Honorable Mention 2: Rebecca Mitchell, “Victorian Faddishness: The Dolly Varden from Dickens to Patience.” Journal of Victorian Culture 26.2 (2021): 153-171.
This article analyzes the concept of the fad as a Victorian phenomenon by tracing the cultural significance of a dress known as the Dolly Varden. From its 18th century continental origins to its appearance in Dickens’s 1841 Barnaby Rudge to the culmination of the dress’s popularity after its appearance in Gilbert and Sullivan’s 1881 Patience, when it became a “symbol of pop-culture-based Aestheticism,” the Dolly Varden, for Mitchell, exemplifies the “insistently presentist” nature of the fad. Mitchell studies a diverse array of subjects in this interdisciplinary essay, which also draws on a wide body of critical sources. The committee was impressed by the way the essay wove together the complex storylines of the Dolly Varden’s origins and afterlives, by its engaging style, and by this particular case study’s broader intervention about Victorian popular culture.
Stein Prize Committee: Jill Galvan (Chair), Anne O’Neil-Henry, and Melissa Jenkins.
INCS Susan Morgan Graduate Essay Prize 2022:
Winning Entry: Oriah Amit, “H. Rider Haggard’s Doctor Therne and the Liberal Politics of Public Health”
This paper analyzes H. Rider Haggard’s lesser-known Dr. Therne, a “vaccination novel” that anticipates a dystopian future in which public health is jeopardized for political gain. The committee commended the essay’s thoughtful attention to temporal complications for public health and for individual bodies when thinking about vaccine fictions. The paper’s layering of medical and narrative chronologies was thought-provoking, highlighting the novel’s anticipation of retrospection, which Amit links to the temporality of vaccination. Tracing the novel’s “epidemiological form and function,” the author argues that “the narrative present is haunted by a future that is always already past.” The paper contextualizes the nineteenth-century anti-vaccination movement as part of a radical left resistance to the statist oversight of private citizens and links the defense of vaccination to Haggard’s conservative politics. A very timely and important reminder of the complex prehistory of the anti-vaxx movement and the tension between individual liberty and the public good.

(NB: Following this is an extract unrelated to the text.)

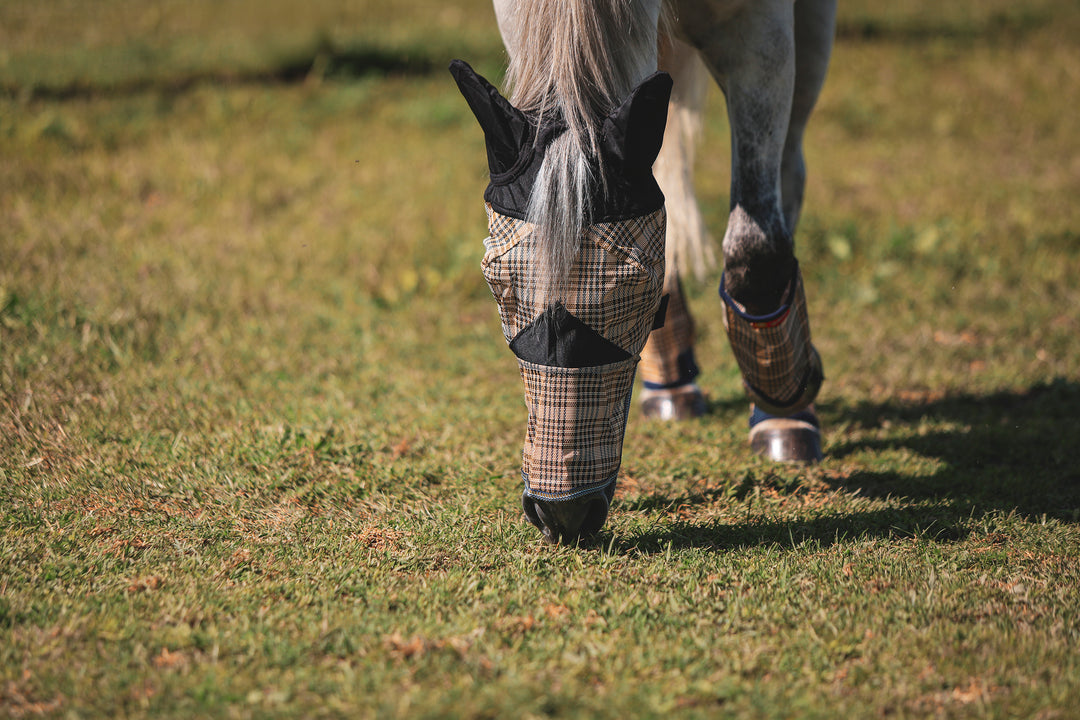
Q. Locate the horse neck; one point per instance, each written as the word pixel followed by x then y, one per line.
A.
pixel 577 59
pixel 572 60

Honorable Mention: Grace Franklin, “The Layered History of Psychosocial Gaslighting”
Taking the explosion of uses of the term “gaslighting” and its diffusion of meanings as a starting point, this paper considers the multiple competing versions of the original Gaslight play and its subsequent film adaptations, in the context of the early twentieth-century energy shift from gas distribution networks to electricity. Compellingly written, this paper skillfully pulled together nineteenth- and twentieth-century literary sources with energy studies to present an effective examination of the role of power infrastructures and technology in relation to the heroine’s agency (or lack thereof) with each iteration of the story.
Susan Morgan Prize Committee: Alexandre Bonafas (Chair), Jen Camden, Elizabeth Chang, and Ruth McAdams.